Null space gradient flows for nonlinear constrained optimization

This page provides a brief outline of the null space algorithm for nonlinear constrained optimization developped in full details in

[11] Feppon, F., Allaire, G. and Dapogny, C. Null space gradient flows for constrained optimization with applications to shape optimization (2020). ESAIM: COCV, 26 90 (Open Access). HAL preprint hal-01972915. (abstract) (bibtex)

and for which a open-source implementation is available on gitlab:

https://gitlab.com/florian.feppon/null-space-optimizer.

nullspace

Some optimization trajectories obtained with the open-source implementation of our algorithm on a demonstrative test case.

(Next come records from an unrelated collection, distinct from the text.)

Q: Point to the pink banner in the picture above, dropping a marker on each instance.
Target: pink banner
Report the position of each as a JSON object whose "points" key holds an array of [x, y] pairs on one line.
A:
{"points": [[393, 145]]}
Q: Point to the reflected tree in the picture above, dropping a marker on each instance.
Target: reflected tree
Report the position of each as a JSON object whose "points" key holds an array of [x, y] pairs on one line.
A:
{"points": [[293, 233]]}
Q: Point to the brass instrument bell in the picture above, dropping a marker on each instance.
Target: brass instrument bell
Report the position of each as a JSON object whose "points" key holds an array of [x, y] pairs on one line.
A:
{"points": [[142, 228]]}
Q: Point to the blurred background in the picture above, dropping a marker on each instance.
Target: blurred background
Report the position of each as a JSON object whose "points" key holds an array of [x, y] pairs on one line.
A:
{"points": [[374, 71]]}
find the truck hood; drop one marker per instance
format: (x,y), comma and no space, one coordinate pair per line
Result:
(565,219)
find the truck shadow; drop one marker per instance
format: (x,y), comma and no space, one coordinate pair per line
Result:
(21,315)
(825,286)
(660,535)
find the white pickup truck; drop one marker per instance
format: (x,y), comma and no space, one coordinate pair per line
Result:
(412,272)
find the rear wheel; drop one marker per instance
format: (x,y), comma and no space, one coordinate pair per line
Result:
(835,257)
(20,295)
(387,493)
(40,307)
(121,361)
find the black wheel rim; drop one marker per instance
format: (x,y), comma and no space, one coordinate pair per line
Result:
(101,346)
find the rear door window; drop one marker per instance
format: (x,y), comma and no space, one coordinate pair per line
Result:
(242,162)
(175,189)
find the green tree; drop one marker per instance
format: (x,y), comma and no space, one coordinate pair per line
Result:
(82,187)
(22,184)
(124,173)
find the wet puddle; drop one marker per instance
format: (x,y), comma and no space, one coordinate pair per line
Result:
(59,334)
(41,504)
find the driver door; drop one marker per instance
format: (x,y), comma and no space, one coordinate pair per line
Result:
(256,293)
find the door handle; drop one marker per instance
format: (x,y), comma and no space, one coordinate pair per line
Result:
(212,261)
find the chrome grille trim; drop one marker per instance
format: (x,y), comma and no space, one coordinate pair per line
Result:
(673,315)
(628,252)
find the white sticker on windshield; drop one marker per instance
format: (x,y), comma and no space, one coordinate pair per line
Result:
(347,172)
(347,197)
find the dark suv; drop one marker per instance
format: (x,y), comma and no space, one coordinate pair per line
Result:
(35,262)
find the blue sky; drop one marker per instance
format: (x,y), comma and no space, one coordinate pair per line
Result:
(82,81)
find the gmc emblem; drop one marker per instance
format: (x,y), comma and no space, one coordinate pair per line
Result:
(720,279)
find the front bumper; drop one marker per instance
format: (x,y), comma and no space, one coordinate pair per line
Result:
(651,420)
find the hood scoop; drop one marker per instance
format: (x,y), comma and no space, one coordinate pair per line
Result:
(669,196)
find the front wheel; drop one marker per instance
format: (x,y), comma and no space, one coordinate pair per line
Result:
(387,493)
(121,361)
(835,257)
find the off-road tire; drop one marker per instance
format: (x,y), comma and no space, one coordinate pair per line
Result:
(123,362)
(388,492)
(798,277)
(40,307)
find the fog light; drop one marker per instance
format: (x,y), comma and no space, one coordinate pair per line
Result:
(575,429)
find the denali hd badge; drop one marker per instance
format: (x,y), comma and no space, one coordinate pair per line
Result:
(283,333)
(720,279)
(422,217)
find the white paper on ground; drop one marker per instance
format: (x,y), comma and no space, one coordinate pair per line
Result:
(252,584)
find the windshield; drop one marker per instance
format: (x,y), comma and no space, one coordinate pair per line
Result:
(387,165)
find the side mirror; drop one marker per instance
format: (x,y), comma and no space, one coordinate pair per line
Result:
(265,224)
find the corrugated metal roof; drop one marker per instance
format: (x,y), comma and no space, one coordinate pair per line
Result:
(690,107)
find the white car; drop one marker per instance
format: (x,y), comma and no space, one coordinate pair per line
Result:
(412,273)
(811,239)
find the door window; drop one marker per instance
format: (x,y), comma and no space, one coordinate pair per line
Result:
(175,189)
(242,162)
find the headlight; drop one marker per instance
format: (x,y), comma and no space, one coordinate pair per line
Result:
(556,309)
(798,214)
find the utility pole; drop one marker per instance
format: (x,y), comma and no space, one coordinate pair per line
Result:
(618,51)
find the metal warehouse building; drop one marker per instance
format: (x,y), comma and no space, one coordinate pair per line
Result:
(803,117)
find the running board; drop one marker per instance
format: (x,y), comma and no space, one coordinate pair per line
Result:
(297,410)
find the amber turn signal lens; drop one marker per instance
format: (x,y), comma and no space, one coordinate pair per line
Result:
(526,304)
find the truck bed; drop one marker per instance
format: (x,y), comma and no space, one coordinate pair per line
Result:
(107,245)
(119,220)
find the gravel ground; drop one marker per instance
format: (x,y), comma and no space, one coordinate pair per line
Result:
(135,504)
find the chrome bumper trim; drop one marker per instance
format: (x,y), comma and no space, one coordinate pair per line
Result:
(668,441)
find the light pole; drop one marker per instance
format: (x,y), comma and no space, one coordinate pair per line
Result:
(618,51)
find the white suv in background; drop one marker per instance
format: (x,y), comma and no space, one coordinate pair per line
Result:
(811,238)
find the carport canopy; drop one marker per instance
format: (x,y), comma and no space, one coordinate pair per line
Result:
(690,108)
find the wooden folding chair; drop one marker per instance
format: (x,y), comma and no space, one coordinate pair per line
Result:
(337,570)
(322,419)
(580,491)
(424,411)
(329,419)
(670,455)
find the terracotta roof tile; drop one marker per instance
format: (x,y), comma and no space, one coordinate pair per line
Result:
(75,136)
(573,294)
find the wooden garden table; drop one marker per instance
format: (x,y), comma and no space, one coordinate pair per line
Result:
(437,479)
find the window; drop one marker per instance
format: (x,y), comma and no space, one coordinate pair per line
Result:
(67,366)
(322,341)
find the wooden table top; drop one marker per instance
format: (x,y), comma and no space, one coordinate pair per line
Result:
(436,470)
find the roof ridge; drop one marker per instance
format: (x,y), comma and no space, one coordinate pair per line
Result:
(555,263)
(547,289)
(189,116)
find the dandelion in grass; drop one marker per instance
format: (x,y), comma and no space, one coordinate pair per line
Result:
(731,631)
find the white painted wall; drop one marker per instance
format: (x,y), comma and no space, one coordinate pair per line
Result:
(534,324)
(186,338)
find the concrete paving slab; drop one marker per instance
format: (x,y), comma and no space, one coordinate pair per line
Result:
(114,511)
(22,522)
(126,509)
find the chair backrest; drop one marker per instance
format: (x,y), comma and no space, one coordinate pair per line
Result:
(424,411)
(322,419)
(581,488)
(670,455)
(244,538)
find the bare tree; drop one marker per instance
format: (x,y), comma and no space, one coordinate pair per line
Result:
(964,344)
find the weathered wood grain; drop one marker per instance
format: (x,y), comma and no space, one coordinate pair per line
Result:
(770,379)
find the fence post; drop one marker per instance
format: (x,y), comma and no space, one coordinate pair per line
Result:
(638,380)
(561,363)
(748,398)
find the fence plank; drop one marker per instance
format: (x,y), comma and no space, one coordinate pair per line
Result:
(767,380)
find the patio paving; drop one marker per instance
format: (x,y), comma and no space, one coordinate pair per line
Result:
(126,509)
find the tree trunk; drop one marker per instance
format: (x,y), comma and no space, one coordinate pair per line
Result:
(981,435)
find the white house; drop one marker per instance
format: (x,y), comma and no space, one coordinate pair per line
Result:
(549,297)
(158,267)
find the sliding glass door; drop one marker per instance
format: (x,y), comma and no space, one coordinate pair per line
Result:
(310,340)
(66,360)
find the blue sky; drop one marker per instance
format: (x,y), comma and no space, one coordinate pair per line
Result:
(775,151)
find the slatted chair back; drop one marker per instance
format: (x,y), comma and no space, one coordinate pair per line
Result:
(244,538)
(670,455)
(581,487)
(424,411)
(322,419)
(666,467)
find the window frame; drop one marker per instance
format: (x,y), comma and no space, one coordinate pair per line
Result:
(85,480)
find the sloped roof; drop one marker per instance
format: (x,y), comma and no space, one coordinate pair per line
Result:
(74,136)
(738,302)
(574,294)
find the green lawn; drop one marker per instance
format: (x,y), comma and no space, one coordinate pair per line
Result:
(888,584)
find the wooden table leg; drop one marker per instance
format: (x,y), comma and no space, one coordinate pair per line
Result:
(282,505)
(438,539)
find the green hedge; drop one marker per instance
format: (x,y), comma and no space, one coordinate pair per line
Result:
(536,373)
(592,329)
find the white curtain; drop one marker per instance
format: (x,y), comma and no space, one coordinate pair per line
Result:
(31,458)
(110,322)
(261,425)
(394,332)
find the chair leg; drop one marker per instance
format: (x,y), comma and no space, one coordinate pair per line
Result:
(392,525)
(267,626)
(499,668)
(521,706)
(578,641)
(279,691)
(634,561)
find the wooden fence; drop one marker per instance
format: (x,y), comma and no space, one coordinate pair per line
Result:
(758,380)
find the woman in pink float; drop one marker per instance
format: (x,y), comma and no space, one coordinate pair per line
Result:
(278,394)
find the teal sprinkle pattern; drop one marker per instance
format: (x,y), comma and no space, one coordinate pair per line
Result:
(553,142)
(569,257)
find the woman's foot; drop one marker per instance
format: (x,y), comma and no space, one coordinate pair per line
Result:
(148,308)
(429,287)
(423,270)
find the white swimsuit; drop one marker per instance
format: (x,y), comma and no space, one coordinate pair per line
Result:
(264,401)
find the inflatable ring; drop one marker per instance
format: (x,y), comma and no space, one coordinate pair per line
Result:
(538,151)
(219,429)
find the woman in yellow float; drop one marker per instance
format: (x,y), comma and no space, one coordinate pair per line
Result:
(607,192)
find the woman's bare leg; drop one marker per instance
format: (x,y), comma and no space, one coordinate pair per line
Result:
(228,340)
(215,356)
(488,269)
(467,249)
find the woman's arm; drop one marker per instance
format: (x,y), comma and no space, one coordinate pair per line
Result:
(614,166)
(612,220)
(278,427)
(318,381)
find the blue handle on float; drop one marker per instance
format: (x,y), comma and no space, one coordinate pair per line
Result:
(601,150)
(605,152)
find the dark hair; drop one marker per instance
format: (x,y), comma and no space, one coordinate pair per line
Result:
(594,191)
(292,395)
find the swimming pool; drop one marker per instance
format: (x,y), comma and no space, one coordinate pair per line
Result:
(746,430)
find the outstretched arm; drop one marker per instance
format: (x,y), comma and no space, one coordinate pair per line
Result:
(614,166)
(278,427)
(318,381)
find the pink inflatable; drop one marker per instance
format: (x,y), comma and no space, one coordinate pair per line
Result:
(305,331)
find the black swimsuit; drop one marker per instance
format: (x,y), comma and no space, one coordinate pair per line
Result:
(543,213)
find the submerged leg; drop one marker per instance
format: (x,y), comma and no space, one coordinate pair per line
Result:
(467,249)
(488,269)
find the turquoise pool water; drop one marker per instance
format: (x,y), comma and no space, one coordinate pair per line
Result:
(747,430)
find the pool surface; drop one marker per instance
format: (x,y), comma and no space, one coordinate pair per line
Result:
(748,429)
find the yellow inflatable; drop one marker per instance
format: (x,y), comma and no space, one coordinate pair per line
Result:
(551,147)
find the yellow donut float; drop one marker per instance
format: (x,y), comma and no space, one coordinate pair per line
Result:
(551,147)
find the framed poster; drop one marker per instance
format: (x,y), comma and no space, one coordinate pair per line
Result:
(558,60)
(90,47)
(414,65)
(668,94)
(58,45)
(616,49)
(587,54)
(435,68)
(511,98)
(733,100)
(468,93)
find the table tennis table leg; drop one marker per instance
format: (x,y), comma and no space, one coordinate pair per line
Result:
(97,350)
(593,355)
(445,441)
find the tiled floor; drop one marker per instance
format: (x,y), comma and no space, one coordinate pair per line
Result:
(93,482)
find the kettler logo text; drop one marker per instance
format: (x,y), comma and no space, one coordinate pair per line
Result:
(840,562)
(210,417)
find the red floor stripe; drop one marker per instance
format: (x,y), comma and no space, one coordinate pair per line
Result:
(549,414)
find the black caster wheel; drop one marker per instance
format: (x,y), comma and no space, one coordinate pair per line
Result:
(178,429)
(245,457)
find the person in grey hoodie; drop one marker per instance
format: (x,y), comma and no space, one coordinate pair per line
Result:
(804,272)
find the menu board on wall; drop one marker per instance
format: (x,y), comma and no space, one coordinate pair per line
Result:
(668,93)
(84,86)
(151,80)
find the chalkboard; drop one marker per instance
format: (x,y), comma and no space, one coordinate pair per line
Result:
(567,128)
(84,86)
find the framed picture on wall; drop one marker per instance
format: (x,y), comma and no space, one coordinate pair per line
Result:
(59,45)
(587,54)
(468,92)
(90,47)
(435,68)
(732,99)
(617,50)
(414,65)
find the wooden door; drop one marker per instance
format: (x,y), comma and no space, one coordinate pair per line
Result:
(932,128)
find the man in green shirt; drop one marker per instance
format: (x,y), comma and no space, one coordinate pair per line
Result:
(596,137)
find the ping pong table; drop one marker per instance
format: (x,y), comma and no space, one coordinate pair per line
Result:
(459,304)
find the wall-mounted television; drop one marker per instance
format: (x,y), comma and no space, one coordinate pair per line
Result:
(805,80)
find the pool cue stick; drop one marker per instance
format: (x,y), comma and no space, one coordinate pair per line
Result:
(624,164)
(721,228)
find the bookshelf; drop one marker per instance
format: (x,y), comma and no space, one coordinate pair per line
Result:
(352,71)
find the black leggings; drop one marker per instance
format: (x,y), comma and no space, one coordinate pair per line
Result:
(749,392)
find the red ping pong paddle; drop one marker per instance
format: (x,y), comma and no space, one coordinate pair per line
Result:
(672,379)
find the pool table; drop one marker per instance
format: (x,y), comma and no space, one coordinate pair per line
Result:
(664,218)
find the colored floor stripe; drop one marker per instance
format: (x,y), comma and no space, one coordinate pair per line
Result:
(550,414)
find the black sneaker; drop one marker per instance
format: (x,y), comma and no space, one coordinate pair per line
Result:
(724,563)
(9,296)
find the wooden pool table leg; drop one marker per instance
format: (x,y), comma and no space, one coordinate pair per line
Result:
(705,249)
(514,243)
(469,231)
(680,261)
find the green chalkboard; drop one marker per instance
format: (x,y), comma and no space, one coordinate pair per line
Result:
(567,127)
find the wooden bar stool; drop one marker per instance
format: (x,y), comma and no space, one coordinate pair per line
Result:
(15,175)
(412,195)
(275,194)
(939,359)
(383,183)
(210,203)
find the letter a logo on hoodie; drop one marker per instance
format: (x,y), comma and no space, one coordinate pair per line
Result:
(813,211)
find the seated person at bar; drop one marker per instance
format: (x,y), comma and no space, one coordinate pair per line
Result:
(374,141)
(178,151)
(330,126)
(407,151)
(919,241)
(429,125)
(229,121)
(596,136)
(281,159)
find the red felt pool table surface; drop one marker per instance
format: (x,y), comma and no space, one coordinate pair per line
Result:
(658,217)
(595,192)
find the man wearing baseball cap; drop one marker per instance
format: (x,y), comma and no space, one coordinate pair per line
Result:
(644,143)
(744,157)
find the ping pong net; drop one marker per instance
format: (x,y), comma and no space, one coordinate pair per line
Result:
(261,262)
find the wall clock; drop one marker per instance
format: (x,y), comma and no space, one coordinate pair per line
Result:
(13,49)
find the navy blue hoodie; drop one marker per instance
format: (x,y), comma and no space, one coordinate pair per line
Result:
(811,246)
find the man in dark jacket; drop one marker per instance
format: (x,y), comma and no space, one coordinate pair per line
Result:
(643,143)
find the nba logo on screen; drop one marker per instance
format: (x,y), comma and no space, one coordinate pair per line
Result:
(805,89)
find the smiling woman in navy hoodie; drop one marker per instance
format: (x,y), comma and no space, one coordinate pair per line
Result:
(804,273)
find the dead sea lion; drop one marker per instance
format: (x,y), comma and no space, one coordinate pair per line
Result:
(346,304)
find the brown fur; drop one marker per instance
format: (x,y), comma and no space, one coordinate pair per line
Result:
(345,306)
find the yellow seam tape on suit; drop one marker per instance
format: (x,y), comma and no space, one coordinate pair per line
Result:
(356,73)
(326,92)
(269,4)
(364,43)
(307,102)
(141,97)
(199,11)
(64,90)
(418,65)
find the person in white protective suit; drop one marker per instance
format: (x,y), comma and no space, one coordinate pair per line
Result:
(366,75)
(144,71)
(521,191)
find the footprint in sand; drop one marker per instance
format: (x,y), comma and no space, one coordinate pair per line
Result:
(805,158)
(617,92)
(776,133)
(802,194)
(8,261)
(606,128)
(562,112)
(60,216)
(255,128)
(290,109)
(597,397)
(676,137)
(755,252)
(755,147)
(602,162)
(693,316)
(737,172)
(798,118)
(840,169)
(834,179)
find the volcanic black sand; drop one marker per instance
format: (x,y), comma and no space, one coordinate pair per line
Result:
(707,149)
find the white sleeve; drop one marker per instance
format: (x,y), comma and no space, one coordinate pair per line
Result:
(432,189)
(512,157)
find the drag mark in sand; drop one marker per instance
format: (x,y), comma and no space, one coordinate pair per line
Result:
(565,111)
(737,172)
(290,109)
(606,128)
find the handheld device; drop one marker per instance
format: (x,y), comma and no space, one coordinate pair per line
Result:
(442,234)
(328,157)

This algorithm allows, in principle, to solve arbitrary nonlinear constrained optimization problems of the form \[ \newcommand{\x}{{\bf x}} \newcommand{\g}{{\bf g}} \newcommand{\<}{\leqslant} \newcommand{\R}{\mathbb{R}} \newcommand{\h}{{\bf h}} \begin{aligned} \min_{\x\in V}& \quad J(\x)\\ \textrm{s.t.} & \left\{\begin{aligned} \g(\x)&=0\\ \h(\x)&\<0, \end{aligned}\right. \end{aligned} \label{eqn:equation} \tag{1} \] where \(V\) is the optimization set, \(J\,:\,V\to \R\) is the objective function and \(\g\,:\,V\rightarrow \R^p\) and \(\h\,:\,V\rightarrow \R^q\) are respectively the respectively the equality and inequality constraint functionals.

The basis of the method is to solve an Ordinary Differential Equation (so-called ‘’null-space gradient flow’’), \[\begin{equation} \label{eqn:ODE} \dot{x}(t) =-\alpha_J \xi_J(x(t))-\alpha_C\xi_C(x(t)), \end{equation}\] which is able to solve the optimization problem \(\eqref{eqn:equation}\).

The direction \(\xi_J(x(t))\) is called the null space direction, it is the ‘’best’’ locally feasible descent direction for minimizing \(J\) and respecting the constraints. The direction \(\xi_C(x(t))\) is called the range space direction, it makes the violated constraints better satisfied and corrects unfeasible initializations.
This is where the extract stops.